Define precision. Define recall. Define relevance. How are the three interrelated?

Under what circumstances is high recall desirable? Under what circumstances is high precision?

What is the main purpose of TREC? How does it differ from earlier evaluation efforts?

  • Topic: The Search Process and User Interfaces
  • Example Questions:

Search and retrieval is part of a larger process. Name some other components of that process.

How/why doesn't the Bates berry-picking model fit with the standard information retrieval model?

How (fundamentally) does search on a directory system like Yahoo differ from search on Altavista or Google?

Name the search modes discussed in the O'Day and Jeffries paper. What kinds of triggers did they find caused transitions from one search strategy to another?

Compare and contrast the current approaches to providing user interfaces for overviews of document collections.

What is the purpose of the TileBars graphical user interface? What are its strengths and weaknesses?

Compare and contrast the attempts that have been made to provide user interfaces to searching text collections in which the documents have been assigned large category hierarchies.

Practice design question: (Note on practice question: similar questions have been asked on exams in the past.)
Consider the DLITE interface for search (see page 314ff. in Modern IR). Name a type of search task, and design DLITE workspace that would support this task. Describe the functionality it does and does not support and sketch a storyboard of a user completing two tasks using your design. Justify your decisions.

  • Topic: Relevance Feedback
  • Example Questions:

What is main the difference between relevance feedback as defined in the literature and the more current web-based notion of "more like this"?

Given a query, three documents marked as relevant, and the Rocchio formula for relevance feedback given in class, compute the vector for the new query that results.

The Koenemann & Belkin study found results in three conditions for relevance feedback: opaque, transparent, and penetrable. Consider the different ways people have recently implemented systems for predicting which web page to show the user next.

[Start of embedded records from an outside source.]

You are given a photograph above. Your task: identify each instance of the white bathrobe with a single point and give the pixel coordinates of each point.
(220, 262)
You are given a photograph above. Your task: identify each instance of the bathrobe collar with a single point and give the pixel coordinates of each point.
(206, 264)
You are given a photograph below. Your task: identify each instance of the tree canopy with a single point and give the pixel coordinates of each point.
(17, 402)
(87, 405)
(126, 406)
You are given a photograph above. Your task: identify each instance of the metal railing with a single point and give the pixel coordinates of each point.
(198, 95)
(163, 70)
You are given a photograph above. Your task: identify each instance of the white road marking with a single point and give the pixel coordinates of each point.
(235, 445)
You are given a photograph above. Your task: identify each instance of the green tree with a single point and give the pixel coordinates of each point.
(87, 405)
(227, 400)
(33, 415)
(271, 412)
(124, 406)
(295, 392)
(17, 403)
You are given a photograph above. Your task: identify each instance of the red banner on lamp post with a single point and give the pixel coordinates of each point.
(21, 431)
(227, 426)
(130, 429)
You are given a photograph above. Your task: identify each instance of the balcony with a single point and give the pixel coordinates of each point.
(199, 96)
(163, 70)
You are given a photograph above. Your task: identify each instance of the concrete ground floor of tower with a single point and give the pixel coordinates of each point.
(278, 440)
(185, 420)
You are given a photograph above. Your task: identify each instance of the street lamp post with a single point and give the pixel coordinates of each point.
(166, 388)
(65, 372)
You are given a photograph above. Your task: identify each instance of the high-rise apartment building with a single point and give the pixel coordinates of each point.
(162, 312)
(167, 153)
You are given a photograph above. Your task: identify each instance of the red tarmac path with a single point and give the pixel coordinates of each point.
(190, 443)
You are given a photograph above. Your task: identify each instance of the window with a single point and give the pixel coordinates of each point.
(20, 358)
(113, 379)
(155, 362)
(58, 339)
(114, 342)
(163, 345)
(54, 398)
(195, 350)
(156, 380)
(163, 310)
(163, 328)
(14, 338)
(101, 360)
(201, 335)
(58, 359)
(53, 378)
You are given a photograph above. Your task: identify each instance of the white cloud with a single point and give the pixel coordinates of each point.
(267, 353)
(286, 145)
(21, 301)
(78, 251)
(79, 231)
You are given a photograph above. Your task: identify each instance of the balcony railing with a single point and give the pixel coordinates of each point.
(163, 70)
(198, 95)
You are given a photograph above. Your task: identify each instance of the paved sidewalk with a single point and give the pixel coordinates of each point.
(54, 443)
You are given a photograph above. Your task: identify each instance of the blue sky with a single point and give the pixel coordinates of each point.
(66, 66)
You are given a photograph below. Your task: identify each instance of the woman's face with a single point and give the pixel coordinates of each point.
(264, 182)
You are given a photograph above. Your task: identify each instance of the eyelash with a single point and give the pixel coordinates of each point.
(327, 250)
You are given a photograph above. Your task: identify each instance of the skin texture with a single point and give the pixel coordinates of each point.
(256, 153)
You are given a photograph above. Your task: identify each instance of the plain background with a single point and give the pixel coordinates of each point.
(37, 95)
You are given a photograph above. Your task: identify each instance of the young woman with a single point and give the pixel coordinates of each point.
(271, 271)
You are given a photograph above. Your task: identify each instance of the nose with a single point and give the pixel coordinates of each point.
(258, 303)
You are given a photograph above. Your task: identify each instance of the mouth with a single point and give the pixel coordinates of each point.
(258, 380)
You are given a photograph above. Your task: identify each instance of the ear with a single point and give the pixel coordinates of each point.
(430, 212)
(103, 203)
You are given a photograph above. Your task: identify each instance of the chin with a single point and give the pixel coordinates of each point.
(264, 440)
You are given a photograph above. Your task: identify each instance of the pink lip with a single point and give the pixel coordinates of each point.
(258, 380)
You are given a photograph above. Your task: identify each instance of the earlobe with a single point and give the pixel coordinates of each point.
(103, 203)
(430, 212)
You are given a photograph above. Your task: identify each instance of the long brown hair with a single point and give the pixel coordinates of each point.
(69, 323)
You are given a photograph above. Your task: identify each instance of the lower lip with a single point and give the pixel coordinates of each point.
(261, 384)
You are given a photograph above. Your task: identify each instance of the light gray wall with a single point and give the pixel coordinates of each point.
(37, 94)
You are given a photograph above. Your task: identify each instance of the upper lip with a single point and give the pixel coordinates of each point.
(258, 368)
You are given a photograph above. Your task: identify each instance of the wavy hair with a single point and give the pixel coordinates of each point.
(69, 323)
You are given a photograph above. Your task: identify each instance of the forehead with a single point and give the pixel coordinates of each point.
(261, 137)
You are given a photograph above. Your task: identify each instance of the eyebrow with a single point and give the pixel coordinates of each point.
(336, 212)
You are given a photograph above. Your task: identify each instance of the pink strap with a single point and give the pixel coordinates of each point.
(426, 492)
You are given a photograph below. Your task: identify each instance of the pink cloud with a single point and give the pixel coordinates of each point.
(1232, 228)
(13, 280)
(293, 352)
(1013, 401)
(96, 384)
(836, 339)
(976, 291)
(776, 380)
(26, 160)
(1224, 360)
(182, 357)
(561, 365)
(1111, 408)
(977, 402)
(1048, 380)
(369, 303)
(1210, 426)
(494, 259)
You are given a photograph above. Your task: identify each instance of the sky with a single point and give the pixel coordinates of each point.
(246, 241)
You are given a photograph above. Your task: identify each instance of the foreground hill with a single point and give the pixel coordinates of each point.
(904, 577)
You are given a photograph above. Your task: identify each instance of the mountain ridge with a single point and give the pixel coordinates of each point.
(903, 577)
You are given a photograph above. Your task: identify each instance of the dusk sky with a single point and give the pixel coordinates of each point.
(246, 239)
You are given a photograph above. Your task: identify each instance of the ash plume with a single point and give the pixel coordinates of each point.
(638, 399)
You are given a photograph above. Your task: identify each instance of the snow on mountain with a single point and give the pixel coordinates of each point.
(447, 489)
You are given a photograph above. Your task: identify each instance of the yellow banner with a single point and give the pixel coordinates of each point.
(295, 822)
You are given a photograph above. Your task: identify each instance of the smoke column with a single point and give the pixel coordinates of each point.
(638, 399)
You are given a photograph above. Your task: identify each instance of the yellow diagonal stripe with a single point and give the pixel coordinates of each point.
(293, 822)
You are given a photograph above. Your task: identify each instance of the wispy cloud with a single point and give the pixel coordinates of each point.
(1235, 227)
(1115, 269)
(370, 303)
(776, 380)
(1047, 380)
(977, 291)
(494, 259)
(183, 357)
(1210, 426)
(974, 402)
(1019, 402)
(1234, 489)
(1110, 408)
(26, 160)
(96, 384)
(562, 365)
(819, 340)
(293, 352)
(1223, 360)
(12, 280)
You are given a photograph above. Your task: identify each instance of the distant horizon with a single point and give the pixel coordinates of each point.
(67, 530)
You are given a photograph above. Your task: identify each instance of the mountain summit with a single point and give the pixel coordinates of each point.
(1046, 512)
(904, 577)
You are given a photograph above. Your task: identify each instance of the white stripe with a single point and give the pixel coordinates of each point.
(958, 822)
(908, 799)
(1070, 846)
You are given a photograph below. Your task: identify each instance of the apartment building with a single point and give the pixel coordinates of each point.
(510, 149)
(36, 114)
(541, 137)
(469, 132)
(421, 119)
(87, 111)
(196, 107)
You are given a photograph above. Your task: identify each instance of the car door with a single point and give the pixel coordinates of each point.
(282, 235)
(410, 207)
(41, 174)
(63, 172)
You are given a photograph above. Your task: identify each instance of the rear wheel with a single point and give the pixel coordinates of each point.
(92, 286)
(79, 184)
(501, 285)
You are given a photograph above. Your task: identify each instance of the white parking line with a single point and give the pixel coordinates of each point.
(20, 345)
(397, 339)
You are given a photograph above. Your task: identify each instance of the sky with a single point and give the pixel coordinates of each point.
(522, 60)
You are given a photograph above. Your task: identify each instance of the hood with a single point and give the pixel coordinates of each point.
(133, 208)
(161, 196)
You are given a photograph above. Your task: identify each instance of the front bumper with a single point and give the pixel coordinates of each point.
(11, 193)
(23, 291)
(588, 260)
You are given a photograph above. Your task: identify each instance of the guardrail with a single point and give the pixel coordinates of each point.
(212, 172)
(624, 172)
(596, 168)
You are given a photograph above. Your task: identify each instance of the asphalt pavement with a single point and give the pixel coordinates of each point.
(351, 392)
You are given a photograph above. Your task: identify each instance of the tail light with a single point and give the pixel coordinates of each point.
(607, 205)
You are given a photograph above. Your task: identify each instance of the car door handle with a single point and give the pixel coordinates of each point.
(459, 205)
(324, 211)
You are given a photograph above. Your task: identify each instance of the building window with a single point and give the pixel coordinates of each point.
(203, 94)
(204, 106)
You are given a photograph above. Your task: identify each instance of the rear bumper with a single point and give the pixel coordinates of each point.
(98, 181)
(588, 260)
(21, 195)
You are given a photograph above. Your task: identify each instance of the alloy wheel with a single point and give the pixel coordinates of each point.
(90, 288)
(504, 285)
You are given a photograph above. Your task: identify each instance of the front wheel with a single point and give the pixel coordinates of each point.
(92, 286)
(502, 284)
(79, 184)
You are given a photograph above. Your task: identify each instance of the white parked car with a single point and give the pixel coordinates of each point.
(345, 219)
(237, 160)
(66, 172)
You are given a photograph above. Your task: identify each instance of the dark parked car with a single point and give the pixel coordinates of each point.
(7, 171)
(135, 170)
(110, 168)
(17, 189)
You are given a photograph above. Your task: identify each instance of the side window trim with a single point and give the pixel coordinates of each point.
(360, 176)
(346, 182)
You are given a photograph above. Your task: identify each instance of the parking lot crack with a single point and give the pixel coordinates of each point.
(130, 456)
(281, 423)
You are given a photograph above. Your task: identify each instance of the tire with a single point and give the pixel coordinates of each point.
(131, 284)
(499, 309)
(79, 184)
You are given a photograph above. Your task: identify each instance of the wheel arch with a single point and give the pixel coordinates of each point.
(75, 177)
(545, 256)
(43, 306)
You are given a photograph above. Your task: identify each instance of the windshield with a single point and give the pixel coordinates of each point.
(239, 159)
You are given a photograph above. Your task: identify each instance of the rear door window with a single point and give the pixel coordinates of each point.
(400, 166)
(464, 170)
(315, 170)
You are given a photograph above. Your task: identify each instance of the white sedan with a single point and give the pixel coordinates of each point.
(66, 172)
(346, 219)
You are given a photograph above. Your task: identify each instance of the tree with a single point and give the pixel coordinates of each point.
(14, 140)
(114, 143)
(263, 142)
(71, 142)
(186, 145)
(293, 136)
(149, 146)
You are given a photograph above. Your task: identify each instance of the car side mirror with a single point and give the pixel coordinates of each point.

How do the differences in these systems correspond to the different relevance feedback conditions in the K&B study?

  • Topic: Web Site Design
  • Example Questions:

What are the major steps in web site design?

How does information architecture differ from navigation structure? 

  • Topic: The Design Process
  • Example Questions:

How is the database design process similar to/different from the web site design process?

Why are sketches used by professional designers?